The Sam who stood in the doorway had wavy, tousled hair dangling across his forehead. The glow from red headphones wrapped crookedly around his neck gave him a strangely ominous look. His wide, sky-blue eyes stared through wire-rimmed glasses, a pair last in fashion sometime in the nineties.
Beneath a Quasar Crusades-licensed, furry brown Koowiee character bathrobe with a gray fabric gun belt dangling from loops at the sides, he wore an old pair of navy sweatpants and a green T-shirt that read Trust Me. I’m The Doctor. One hand held a gaming controller. The other a wad of cash.
While her brain worked at warp speed to align the Bizarro and Business Sams, Lillian suddenly remembered he’d asked her a question.
“No,” she blurted out. “I . . . I . . . You missed the toad.”
Chapter 12
Firespawn and Chill
Blank.
That’s all Sam drew when he saw Lillian’s face at his front door. No other relevant thoughts. Not the fact the theme from Firespawn blared from the gaming headset around his neck. Not the realization he wasn’t wearing a tailored, pressed suit or color-coordinated business casual ensemble.
The first coherent thought had nothing to do with any of that.
Lillian Walker, you are gorgeous.
Some irrelevant thoughts tumbled out. Random ones, like how she wasn’t the usual delivery guy from House of Luck. Or that his late-night takeout hadn’t arrived. Then it finally hit him.
He remembered he looked like a slob in a hairy brown Koowiee robe. In front of gorgeous Lillian Walker. And then his stomach decided to growl from hunger like a warg-bear in Dawn of Man. Shock quickly faded away to complete and utter humiliation.
They stood in the hallway staring at one another forever. Footsteps suddenly echoed up from the bottom of the stairwell. Someone moved behind Lillian. Someone with a red cap embroidere
d with a big gold lotus.
“Hey, Sam. Here you go. Total comes to sixteen-fifty. And before you ask, yes, I checked and, yes, the egg rolls are in there.”
Sam heard Kevin talking. Out of the corner of his eye, he saw the guy’s lips moving and knew Kevin held a big bag of great-smelling Chinese food. But Sam couldn’t stop staring at Lillian. The Firespawn theme music died down in his headphones. Kevin cleared his throat. Lillian tilted her head in Kevin’s direction and raised an eyebrow.

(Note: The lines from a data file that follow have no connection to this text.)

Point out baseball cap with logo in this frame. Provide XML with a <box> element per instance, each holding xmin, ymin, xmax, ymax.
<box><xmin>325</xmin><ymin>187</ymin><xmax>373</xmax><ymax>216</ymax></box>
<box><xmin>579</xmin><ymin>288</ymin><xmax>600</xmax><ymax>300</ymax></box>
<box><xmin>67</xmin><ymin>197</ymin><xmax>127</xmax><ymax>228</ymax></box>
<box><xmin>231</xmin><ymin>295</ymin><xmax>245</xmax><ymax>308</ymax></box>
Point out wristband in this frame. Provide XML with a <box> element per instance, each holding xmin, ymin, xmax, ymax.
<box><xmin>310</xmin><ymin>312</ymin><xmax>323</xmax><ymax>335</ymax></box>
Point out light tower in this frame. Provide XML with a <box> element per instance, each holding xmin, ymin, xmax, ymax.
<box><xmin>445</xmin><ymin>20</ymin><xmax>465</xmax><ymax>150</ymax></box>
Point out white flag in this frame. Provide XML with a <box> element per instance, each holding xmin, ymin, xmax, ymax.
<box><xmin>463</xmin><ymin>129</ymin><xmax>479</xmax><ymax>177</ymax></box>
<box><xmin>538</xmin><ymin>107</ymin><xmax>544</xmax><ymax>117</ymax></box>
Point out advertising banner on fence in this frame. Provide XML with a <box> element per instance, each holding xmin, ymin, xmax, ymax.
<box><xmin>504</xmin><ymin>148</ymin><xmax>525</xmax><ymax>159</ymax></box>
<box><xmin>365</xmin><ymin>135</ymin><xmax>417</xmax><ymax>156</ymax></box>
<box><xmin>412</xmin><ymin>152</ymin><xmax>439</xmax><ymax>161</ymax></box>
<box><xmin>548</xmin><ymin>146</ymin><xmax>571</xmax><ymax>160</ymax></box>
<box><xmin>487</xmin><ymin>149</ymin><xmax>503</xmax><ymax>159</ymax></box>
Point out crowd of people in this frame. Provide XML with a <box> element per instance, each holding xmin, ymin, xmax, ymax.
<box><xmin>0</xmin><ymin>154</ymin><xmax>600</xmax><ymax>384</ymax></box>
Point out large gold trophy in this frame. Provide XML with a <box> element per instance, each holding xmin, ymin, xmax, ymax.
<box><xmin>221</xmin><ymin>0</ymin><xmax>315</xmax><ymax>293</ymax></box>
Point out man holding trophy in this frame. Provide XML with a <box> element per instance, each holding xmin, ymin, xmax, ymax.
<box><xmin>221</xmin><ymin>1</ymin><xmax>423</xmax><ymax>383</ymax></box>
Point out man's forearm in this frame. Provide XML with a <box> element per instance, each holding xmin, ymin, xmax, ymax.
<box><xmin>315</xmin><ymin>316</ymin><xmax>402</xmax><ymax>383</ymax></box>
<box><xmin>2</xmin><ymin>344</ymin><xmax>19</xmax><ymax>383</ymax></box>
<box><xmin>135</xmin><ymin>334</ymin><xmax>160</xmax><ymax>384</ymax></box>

Sam stuck his handful of wadded cash out to Kevin and managed to mumble, “Thanks, Kev. Egg rolls, yes. Keep the change, yes.”
Kevin disappeared. Sam heard a word of thanks and shoes stomping back downstairs. Lillian now wore a little grin on her face. The patronizing kind. The kind making Sam feel as stupid as he knew he looked.
“Do you realize you tipped that delivery guy at least two hundred dollars?” she asked.
“Uh . . . yeah. Of course.” He didn’t know but thought he covered well. Then he gestured behind him. “Guess you’d better come in.”
“Are you asking, or telling?”
“Asking. We need to talk, and I order more takeout than I can eat. There’s plenty if you’re hungry.”
Sam backed against the door until it hit the wall behind. Lillian accepted his invitation, brushing past him as she entered the apartment. The scent of popcorn and perfume wafted up to his nose, relaxing and turning him on at the same time. No small feat. Two hours of vanquishing a hell troll horde on his last level of Firespawn had officially fried his nerves.
He closed the door and watched Lillian inspect his living room. The place had a particular kind of charm—the old, lead-paint kind. But he loved it. From the eighties movie posters on the powder-blue plaster walls to the out-of-place antique oak curio protecting his collection of Bakufū-Tech action figures, it screamed him. And while Lillian took a look around, eying everything in that unreadable way of hers, Sam screamed, too. Internally.